Mr Hilton's particular ire is reserved for Britain's largest banks.

"The banks are a perfect example of the problem. You have a very small number of big companies with a global impact that have become totally unaccountable.

"What you saw after the financial crash was the same people who worked in the banks then coming into the government to advise [on] how to respond to the crash.

"So it is no wonder that the response to the crash missed any opportunity to reform this sector, to do anything serious about introducing any element of competition.

"It is a really good example of the way that the levers of power in the economy in certain sectors have been grasped by a tiny number of insiders. We need really aggressive action to deal with this."

Radical proposal

And here he proposes a policy prescription that is certainly radical.

For any business that relies on the implicit backstop of state funding should they fail - which he says the largest banks do - then the top executives should be paid no more than the upper echelons of the civil service.

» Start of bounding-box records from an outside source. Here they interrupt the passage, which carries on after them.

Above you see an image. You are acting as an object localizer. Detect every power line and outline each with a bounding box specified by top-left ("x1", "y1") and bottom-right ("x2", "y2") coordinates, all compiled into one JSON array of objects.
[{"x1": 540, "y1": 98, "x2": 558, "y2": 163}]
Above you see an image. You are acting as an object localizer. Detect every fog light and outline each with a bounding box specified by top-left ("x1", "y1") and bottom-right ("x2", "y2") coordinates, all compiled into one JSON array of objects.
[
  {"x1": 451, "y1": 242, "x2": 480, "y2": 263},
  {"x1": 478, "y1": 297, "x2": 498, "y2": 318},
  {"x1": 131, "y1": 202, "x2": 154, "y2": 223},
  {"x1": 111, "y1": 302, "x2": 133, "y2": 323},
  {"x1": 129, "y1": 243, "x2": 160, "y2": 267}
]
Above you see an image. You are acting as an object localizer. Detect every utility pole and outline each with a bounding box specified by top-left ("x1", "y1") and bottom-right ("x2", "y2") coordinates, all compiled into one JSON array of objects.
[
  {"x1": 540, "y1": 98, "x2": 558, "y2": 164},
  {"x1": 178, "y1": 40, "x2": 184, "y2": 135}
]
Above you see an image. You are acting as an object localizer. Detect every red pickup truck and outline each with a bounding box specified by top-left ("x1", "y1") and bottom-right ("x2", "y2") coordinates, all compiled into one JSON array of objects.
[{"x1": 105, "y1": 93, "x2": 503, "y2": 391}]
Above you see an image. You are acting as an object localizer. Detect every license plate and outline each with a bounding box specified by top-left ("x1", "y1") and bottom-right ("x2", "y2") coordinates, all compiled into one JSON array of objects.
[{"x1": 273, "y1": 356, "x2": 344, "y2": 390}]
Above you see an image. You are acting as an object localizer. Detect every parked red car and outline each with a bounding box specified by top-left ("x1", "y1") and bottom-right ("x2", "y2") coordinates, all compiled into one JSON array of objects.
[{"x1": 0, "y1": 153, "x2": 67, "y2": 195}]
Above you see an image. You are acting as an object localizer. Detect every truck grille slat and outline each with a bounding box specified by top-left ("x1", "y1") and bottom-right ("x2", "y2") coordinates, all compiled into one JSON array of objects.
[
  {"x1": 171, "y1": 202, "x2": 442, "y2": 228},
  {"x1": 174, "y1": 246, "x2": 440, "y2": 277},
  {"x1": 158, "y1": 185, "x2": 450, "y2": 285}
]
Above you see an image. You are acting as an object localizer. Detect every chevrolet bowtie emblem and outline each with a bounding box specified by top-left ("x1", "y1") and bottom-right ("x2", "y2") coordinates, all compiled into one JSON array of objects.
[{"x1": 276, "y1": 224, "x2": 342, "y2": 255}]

It is an idea was first floated by Nasim Taleb, the author of The Black Swan, and would mean multi-million pound pay packages being reduced to between £100,000 and £200,000.

"If you are a company that requires bailing out should you go wrong, then you should be considered part of the public sector and the pay of your executives should be capped at the same levels as the civil service pay levels.

"That would be a powerful incentive.

"They [the banks] might decide to split themselves up or we could do that forcibly.

"The goal here is to create a much more secure financial system where you don't have these giant companies that pose a threat to the whole economy."

He also wants the competition authorities to become much more intrusive, whether it's in banking or one of his other bête noires, the supermarket sector, which he says does not act in the best interests of consumers or suppliers.

"I think the competition authorities need to be much more aggressive generally and specifically where you have a concentration of power," he said.

"They should be using their powers to make the market more competitive, now whether that is breaking them [banks or supermarkets] up or other means is for others to debate."

And he encourages David Cameron, his former boss, to go further than he did in his first term as Prime Minister.

"Yes [he should go further], I think it is very clear where his heart lies.

"He is very much a champion of small businesses and the entrepreneur. I hope that will be carried through into a policy agenda that really makes a difference.

"The system ought to be geared to help the insurgents and not to protect the insiders."